There are those who do not recognize the Venezuelan regime as a dictatorship. what do you think of this? To speak only of dictatorship is not to understand the criminal networks and dynamics that are developing in Venezuela and that go beyond its borders. A few years ago, when we were talking about the Russian, Iranian and Cuban influence in Venezuela, they called us extremists. Today, no one doubts the economic, commercial, criminal and military presence of these countries. Unfortunately, many fall in front of the ideological facade behind the Foro de São Paulo, of the Grupo de Puebla.

What keeps this tyranny in power is a criminal structure in which international organized crime and terrorism have been crossing over, in a territory where they find a number of logistical services that the State itself provides. They’re all here, from the Colombian guerrillas to the drug cartels and international criminal and terrorist networks, which are dedicated to illicit mineral extraction, drug trafficking and child prostitution. It is unfortunate that there are international political actors who still support or minimize this regime, because they know what is happening.

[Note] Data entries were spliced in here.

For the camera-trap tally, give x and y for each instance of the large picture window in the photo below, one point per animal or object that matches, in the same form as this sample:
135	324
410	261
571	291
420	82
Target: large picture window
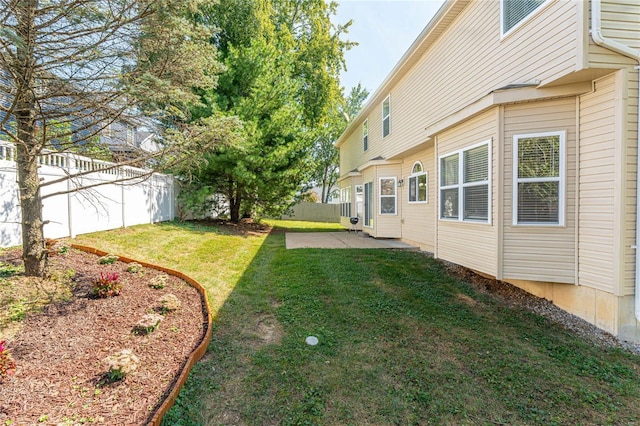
418	184
539	174
368	204
515	11
388	199
345	202
465	184
386	116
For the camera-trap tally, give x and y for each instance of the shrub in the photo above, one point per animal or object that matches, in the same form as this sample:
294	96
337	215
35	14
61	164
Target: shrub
134	267
169	303
148	324
159	281
7	364
120	364
108	259
107	285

What can the international community do in addition to what it is doing? We know that the most efficient way to defeat a hijacker is to isolate him. It is necessary to isolate Venezuela, to prevent Iran’s weapons, Cuba’s intelligence, from arriving here. Until the regime comes to a surrender, we won’t have what we need. It will simulate dialogues, in which all it will do is buy time. That’s what happened to all the ones we’ve had until today. What is there to dialogue with Maduro at this point?

Is it time to stop recognizing Guaidó as president? USA, Colombia and Brazil still the do. One shouldn’t recognize Maduro, that’s clear. But then the question remains. If it’s not Maduro, if it’s not Guaidó, then who? I defend the support to the leaders that are emerging in society. There are peasant, teacher and student associations that are emerging and organizing themselves. We are seeing a mobilization that goes beyond politics, because we have already seen that with this political class, nothing is achieved. The purpose should no longer be to win an electoral race, but to dismantle a mafia scheme.

But where are these people and why aren’t there more demonstrations? There is a process of “somalization” of the country, in which we see states and regions fracturing. I, who travel by car to various regions, am constantly stopped by police, soldiers and citizens who say to me: “Corina, don’t continue your journey, this region is taken.” In other words, there are parts of the country completely under the control of mafia groups.

And the regime has also entered the poor areas, where it carries out brutal blackmail. They condition the delivery of food and medicine to support, to attending acts, not to go out to complain. The population does not have water, electricity, food, gasoline or transport. In this context, it is a survival situation in which it is very difficult to resume street protests as was done a few years ago. People think that it is not worth going out to protest if, tomorrow, the current so-called opponents win and share power between them.


Born in 1967 in Caracas, she studied industrial engineering at the Andrés Bello Catholic University and Public Policy at Yale University (USA). She was elected a deputy in September 2010 and, at the time, criticized the expropriations of the Hugo Chávez regime. Since then, he has been one of the leaders of the opposition to the Venezuelan dictatorship.